The Joint Commission evaluates the quality and safety of care for more than 15,000 health care organizations. To maintain and earn accreditation, organizations must have an extensive onsite review by a team of Joint Commission health care professionals at least once every three years. The purpose of the review is to evaluate an organization's performance in areas that affect patient care. Accreditation may then be awarded based on how well the organization met Joint Commission standards. The latest Joint Commission Standards for the Hospital, Lab and Home Care surveys can now be found online at: TJC Accreditation Requirements.
The Joint Commission also provides information on common causes and prevention of sentinel events.

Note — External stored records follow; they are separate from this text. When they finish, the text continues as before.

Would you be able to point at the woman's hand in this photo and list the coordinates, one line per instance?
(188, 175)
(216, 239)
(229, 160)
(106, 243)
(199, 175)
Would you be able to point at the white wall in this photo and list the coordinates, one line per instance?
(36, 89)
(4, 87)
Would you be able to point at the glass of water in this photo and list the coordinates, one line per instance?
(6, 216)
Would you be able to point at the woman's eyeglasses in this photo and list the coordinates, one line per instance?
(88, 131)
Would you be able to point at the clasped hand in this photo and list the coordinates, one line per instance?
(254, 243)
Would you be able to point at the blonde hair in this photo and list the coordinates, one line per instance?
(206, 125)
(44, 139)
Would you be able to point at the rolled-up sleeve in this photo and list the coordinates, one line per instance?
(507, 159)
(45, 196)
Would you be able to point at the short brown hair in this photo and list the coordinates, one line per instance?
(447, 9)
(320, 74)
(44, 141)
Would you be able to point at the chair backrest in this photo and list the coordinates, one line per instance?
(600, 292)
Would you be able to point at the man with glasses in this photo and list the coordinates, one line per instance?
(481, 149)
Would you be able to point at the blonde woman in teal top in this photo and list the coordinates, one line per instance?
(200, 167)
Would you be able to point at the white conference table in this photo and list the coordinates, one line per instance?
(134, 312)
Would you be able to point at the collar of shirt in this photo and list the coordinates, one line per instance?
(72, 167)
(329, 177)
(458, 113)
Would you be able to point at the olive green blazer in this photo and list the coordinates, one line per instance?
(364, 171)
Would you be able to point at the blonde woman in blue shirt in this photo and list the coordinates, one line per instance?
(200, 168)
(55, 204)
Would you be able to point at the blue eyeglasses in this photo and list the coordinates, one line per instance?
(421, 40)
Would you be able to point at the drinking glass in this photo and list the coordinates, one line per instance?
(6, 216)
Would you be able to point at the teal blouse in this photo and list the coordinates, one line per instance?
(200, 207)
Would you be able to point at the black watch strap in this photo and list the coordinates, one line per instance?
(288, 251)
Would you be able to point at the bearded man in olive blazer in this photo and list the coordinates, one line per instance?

The Centers for Medicare and Medicaid Services (CMS) administer the Medicare program and work in partnership with the states to administer Medicaid, the State Children's Health Insurance Program (SCHIP) and health insurance portability standards (HIPAA). CMS also has standards with which the hospital must comply. The standards can be found in the CMS Conditions of Participation. The Interpretive Guidelines and Regulations provide additional detail.
The Wisconsin Department of Health Services surveys hospitals on the Wisconsin Administrative Code and the CMS Conditions of Participation described above. While there are many Wisconsin codes related to healthcare, the primary hospital codes can be found in Chapter DHS 124.